No‑swap / “Islamic” accounts
Some accounts remove swaps and replace them with a fixed administration fee after a grace period. Read the small print: which symbols, how many days free, what fee kicks in, and how large positions are handled. This can be great for swing traders—or not—depending on the fee table.
Dividends, metals, indices & crypto
- Equity indices: Longs may receive dividend adjustments; shorts may pay them (or the reverse around ex‑dates). Financing is the interest part; dividends are a separate line.

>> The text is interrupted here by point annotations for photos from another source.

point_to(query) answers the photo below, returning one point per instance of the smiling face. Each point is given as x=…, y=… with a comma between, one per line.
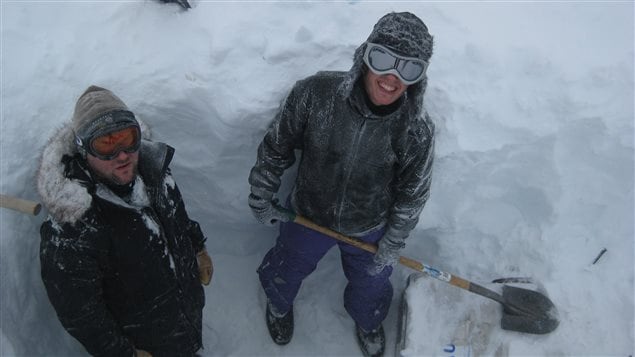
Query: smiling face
x=383, y=89
x=121, y=170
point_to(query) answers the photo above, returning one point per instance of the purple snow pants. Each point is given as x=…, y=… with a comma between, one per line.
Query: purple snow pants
x=295, y=256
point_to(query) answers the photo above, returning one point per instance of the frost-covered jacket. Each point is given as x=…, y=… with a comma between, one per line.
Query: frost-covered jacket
x=120, y=275
x=358, y=171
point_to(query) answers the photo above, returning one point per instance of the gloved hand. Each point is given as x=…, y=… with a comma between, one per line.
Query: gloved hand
x=265, y=211
x=387, y=254
x=142, y=353
x=205, y=266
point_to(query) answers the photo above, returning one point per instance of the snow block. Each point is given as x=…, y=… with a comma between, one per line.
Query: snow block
x=438, y=319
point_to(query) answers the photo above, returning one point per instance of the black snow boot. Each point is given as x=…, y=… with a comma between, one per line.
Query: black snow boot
x=372, y=343
x=280, y=326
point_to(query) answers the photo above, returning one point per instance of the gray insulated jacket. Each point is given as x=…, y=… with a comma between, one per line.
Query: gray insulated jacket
x=358, y=171
x=120, y=274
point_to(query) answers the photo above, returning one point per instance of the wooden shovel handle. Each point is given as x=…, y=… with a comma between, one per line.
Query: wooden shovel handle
x=20, y=205
x=410, y=263
x=428, y=270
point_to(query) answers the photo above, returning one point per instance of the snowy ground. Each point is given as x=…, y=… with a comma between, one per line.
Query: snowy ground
x=534, y=172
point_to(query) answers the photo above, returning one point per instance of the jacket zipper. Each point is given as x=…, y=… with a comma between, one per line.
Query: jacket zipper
x=349, y=170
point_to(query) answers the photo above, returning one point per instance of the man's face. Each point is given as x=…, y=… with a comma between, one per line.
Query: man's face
x=121, y=170
x=383, y=89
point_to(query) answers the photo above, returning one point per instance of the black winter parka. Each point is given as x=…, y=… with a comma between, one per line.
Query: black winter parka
x=124, y=275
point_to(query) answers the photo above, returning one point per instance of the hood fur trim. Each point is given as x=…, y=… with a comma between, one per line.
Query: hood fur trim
x=66, y=200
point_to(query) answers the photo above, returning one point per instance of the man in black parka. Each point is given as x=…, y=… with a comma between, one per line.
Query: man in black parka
x=121, y=260
x=367, y=147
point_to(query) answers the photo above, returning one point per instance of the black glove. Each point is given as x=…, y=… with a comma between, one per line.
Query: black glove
x=387, y=254
x=265, y=210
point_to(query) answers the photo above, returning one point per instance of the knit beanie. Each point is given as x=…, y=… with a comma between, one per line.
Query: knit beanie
x=404, y=33
x=97, y=112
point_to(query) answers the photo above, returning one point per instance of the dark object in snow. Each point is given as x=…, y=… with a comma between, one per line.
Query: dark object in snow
x=371, y=343
x=599, y=255
x=184, y=4
x=280, y=327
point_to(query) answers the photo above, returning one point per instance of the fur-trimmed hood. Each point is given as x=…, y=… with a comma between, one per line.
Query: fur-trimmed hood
x=65, y=198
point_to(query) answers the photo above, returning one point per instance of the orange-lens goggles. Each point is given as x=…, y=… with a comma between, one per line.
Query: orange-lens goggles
x=107, y=147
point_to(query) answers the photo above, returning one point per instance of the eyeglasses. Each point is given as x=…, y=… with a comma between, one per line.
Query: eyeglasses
x=108, y=146
x=381, y=61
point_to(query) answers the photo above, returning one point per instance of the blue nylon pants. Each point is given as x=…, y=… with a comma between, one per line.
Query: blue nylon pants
x=298, y=250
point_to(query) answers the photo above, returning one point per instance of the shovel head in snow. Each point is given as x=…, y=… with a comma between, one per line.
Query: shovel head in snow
x=528, y=311
x=524, y=310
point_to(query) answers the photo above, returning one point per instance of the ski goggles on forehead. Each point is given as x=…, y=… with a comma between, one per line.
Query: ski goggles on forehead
x=108, y=146
x=381, y=61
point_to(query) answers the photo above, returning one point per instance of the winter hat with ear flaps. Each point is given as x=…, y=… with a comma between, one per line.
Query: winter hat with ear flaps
x=97, y=112
x=404, y=33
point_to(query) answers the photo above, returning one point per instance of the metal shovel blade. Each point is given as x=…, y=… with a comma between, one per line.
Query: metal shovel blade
x=528, y=311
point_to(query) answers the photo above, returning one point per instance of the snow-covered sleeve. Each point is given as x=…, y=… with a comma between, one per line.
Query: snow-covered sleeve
x=276, y=152
x=72, y=276
x=414, y=177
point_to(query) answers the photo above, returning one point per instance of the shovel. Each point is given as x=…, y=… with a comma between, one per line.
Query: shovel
x=524, y=310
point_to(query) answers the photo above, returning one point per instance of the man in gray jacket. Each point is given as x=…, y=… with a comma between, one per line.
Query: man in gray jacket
x=365, y=171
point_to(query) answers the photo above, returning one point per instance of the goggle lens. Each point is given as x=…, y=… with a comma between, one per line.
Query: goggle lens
x=383, y=61
x=107, y=147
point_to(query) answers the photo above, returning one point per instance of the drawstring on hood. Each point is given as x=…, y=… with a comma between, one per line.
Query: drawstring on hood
x=405, y=34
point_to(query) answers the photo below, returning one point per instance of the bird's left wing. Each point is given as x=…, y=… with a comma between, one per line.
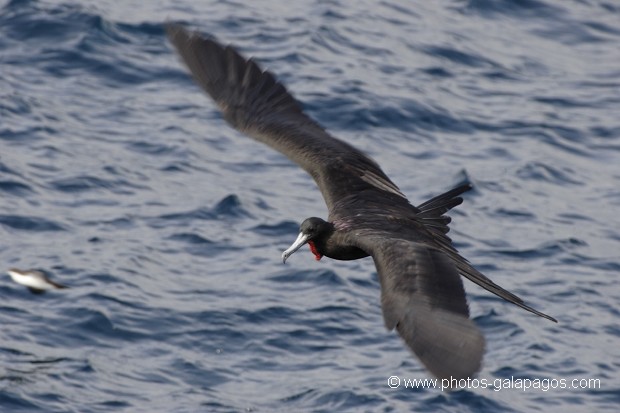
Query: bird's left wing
x=422, y=296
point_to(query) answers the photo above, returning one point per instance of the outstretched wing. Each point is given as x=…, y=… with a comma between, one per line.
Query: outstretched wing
x=431, y=215
x=253, y=102
x=422, y=296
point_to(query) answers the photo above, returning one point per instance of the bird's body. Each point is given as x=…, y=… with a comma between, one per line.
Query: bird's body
x=419, y=269
x=36, y=281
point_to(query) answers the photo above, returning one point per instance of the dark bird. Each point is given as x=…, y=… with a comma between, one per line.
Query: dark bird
x=36, y=281
x=419, y=269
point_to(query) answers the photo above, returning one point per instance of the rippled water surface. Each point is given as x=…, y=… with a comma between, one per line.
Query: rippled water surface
x=119, y=178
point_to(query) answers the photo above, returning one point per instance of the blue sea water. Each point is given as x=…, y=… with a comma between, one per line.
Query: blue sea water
x=119, y=177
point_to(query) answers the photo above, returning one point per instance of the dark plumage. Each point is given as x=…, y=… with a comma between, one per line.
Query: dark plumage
x=422, y=294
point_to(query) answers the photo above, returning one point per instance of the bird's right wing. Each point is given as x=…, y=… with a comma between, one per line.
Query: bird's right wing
x=255, y=103
x=422, y=296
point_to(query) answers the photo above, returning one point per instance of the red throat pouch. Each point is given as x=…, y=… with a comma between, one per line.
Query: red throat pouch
x=317, y=256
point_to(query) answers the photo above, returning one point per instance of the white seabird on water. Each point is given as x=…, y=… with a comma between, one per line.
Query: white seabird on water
x=36, y=281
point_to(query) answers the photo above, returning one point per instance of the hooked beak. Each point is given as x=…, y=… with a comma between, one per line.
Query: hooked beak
x=299, y=242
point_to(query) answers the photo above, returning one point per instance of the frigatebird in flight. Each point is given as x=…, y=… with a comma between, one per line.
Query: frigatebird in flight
x=419, y=269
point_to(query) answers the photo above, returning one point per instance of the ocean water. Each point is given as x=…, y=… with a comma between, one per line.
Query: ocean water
x=119, y=178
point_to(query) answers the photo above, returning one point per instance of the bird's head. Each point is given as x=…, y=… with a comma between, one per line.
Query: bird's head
x=312, y=232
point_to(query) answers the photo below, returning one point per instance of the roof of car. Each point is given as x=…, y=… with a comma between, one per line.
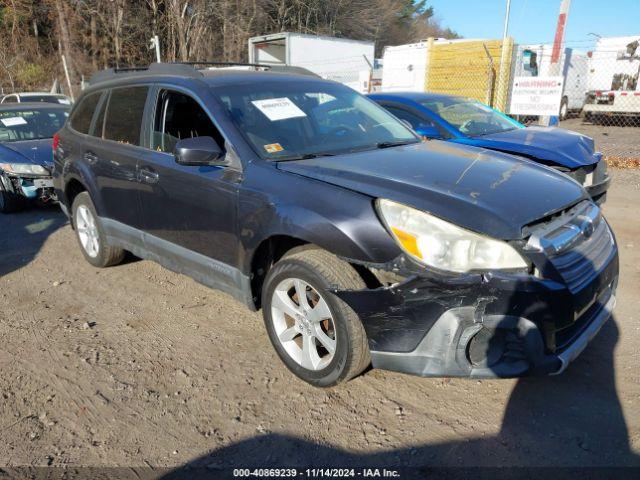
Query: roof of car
x=210, y=72
x=33, y=94
x=415, y=96
x=10, y=107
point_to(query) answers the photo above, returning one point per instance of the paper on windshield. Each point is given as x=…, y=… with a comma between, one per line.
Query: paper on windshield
x=278, y=108
x=13, y=121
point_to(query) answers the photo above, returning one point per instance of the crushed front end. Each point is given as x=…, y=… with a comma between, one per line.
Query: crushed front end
x=498, y=324
x=27, y=182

- Metals & energies: Priced off forwards; financing reflects storage/borrow as well as rates.
- Crypto CFDs: Financing is often higher and more variable. Check the spec twice.
How to compare brokers like a pro (in 5 steps)
- Pick one symbol & direction. Example:
EURUSD long. - Fix the size. Use
1 standard lotfor apples‑to‑apples. - Grab the two numbers. Swap long and triple‑swap day from the contract spec.
- Convert to $/day/lot. If they quote points/pips, convert (see quick math above).
- Log a tiny live test. Hold through one rollover and read your account history. Reality > brochure.
| Broker | Account | Symbol | Swap long | Swap short | Triple‑day | $/day (1 lot) |
|---|---|---|---|---|---|---|
| Broker A | Pro | EURUSD | −6.2 pts | +2.1 pts | Wed 3× | ≈ −$6.20 |
| Broker B | Raw | EURUSD | −5.4 pts | +1.6 pts | Wed 3× | ≈ −$5.40 |
Common gotchas (read once, thank yourself later)
- Spread vs swap: A “raw spread” account can still have higher swaps. Compare total cost for your holding time.
- Promo pages: Marketing shows “from” numbers; the contract specification is what your account uses.
- Rollover mismatch: Your local time ≠ server time. Know when your platform flips the day.
- Triples & holidays: Expect a chunky Wednesday or holiday shifts.
Bottom line
Swaps are the overnight “rent” (or pocket money) for keeping a trade open. Check the spec, convert to $/day/lot, and—if you hold trades overnight—pick the broker that’s genuinely cheaper for the way you trade, not just the one with the loudest banner.